Before there was a pivot, there was an observation. Students on ZeeMee were finding each other anyway - workarounds, shared links, improvised group chats in the margins of a product built for something else entirely. Vanessa Didyk, who had just taken the CEO chair at a struggling edtech startup in 2018, watched this happen and drew the obvious conclusion: the product she'd inherited wasn't the product students needed. The product students needed was the one they were already building themselves.
That kind of reading - noticing what users do rather than what they say - is either instinct or the result of 16 years of sitting in the room with students. For Didyk, it was both. She founded her first company, Scholar's Station, straight out of UC Berkeley, offering tutoring, test prep, and college advising across the San Francisco Bay Area.
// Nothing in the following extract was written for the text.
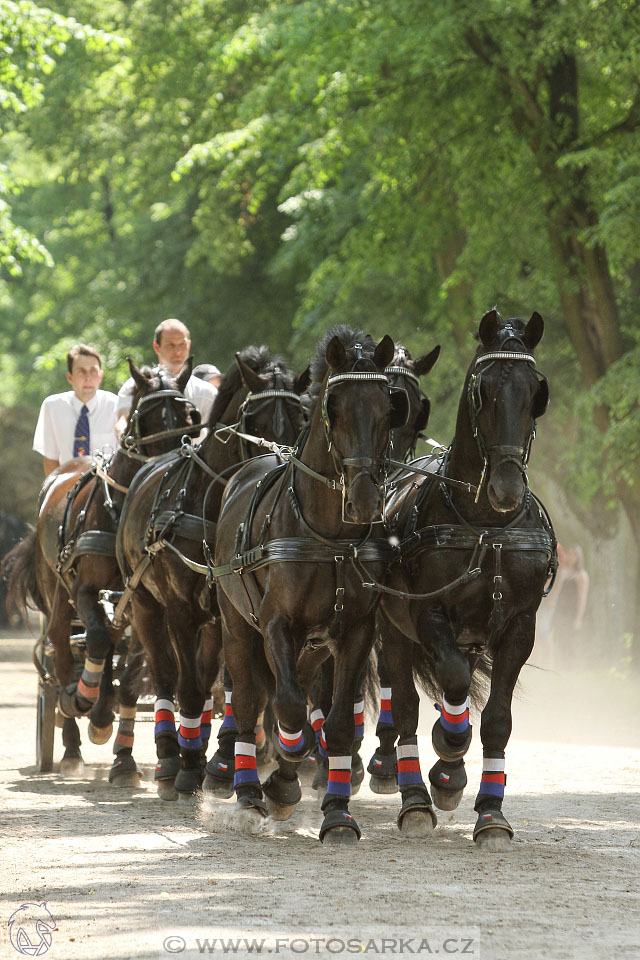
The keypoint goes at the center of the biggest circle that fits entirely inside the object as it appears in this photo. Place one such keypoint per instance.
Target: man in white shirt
(171, 343)
(81, 420)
She ran it for eight years. When it was acquired in 2014, she moved to Rev.com as Senior Director of Product, then to MathElf as General Manager, scaling an on-demand tutoring marketplace globally. By the time she arrived at ZeeMee, she had seen every stage of the edtech lifecycle from the inside - and she had built a very specific philosophy about what makes a product survive.
"We only build product that solves real problems." Not a motto. An operating constraint. It's the reason ZeeMee didn't chase every feature trend in higher education software. It's the reason the pivot worked.